Dozens of small-scale capture and storage projects are under way or planned worldwide. Later this year in southeast Washington, a Department of Energy-funded multistate partnership will inject, store and monitor carbon dioxide placed in basalt formations. But the Intergovernmental Panel on Climate Change notes that several hundreds and even thousands of capture systems would need to be installed at industrial sites over the next century to achieve their full potential.

Because of scientific and economic uncertainties, commercial deployment is in its infancy. More than 99 percent of the world's existing electric-power-generation operations have not yet adopted carbon capture and storage systems, nor have the vast majority of new power plants that are being built or on the drawing board.

Proposed legislation in Washington state and elsewhere is steering the energy industry toward carbon management, but much uncertainty remains about how this would happen. Electricity producers are concerned about the costs and potential efficiency reductions that come with such systems.

What will it take to transition the current field demonstrations from potential solutions to safe, effective and trusted cornerstones of the global energy system?

We need a more-definitive inventory of potential carbon storage sites worldwide, especially in developing countries. We need to develop more-efficient and cost-effective carbon-capture technologies and ensure that they will work as expected on an industrial scale. No technology is without risk. Before we inject massive quantities of carbon dioxide deep underground, we'd better be certain it won't migrate to other places, or escape into the atmosphere.

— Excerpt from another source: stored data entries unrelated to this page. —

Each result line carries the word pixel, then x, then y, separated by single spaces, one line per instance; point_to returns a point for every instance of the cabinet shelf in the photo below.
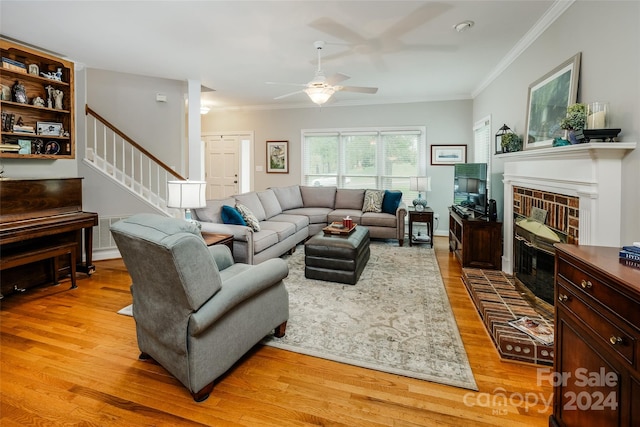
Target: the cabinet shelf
pixel 33 107
pixel 476 243
pixel 41 146
pixel 32 77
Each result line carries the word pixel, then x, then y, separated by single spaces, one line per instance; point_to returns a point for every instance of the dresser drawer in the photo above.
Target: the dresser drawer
pixel 610 332
pixel 588 283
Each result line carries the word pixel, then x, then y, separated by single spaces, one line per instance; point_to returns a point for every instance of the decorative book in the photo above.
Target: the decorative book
pixel 534 329
pixel 336 228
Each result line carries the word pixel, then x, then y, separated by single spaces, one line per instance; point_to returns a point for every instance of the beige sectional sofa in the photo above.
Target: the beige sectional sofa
pixel 288 215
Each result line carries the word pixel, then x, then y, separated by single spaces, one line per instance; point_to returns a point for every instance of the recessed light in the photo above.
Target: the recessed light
pixel 463 26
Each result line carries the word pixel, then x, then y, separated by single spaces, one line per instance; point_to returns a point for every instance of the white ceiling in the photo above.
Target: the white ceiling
pixel 408 49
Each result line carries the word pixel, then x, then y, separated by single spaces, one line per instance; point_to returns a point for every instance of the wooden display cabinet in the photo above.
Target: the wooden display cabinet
pixel 37 145
pixel 476 242
pixel 597 338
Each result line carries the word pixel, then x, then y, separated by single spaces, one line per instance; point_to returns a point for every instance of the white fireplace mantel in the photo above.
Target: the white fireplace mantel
pixel 592 172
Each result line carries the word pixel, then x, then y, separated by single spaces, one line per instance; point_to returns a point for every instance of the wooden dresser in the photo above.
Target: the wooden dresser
pixel 597 338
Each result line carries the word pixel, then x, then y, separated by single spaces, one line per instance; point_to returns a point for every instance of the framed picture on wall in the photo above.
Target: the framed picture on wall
pixel 277 156
pixel 547 103
pixel 444 155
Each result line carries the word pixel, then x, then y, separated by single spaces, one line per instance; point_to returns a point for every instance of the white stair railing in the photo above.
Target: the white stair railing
pixel 120 158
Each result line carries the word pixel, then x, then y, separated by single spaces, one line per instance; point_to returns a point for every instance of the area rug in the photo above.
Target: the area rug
pixel 396 319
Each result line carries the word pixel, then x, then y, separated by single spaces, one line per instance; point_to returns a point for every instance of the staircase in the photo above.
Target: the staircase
pixel 116 156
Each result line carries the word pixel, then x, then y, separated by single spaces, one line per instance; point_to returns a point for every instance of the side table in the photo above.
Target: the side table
pixel 425 216
pixel 218 239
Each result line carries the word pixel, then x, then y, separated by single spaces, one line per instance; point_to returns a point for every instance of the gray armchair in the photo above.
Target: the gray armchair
pixel 196 311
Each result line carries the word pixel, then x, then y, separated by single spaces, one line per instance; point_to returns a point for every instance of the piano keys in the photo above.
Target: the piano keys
pixel 36 213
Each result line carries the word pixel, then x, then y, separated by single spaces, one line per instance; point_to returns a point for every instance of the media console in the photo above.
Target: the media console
pixel 476 242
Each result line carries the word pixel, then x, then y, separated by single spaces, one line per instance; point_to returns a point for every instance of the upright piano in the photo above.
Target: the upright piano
pixel 37 213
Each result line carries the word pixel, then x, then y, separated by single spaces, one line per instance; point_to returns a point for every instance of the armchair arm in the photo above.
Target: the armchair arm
pixel 235 290
pixel 222 256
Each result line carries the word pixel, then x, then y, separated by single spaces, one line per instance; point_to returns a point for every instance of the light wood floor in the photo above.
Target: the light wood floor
pixel 67 358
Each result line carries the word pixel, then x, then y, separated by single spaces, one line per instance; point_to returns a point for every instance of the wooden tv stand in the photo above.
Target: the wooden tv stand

We need to integrate what we learn from science with policy, the marketplace and society. The energy industry needs a strong science basis and a stable regulatory environment to justify the investment in carbon-capture systems. And society must be willing to accept the costs and risks of carbon storage or any other solution, as we have with the current energy mix.

Admittedly, it's an ambitious goal: to achieve fully integrated, industrial-scale carbon capture and storage systems that are economically viable, environmentally sound and publicly acceptable.

The good news is that Washington is already positioned to address this challenge in a big way. Given the state's already-small carbon footprint, our most significant and enduring contribution going forward could be new science and technology for carbon capture and storage that could be used regionally, nationally and internationally. And our state — with its national laboratory, research universities and support at the governor's level — has the intellectual capacity to do this now.

Launching an effort of this magnitude is a daunting venture, but one we must embrace. Any potential solution for carbon management and renewables must work on a scale beyond anything we've ever built. And it must get us there in the next 50 years. Anything less will derail our nation's energy-driven future and with it, the global economy.

J. Michael Davis and Douglas Ray are associate laboratory directors for energy and fundamental science, respectively, at the U.S. Department of Energy's Pacific Northwest National Laboratory in Richland. PNNL receives funding from the U.S. Energy Department and other public and private organizations for climate-change science and technology, including carbon capture and storage.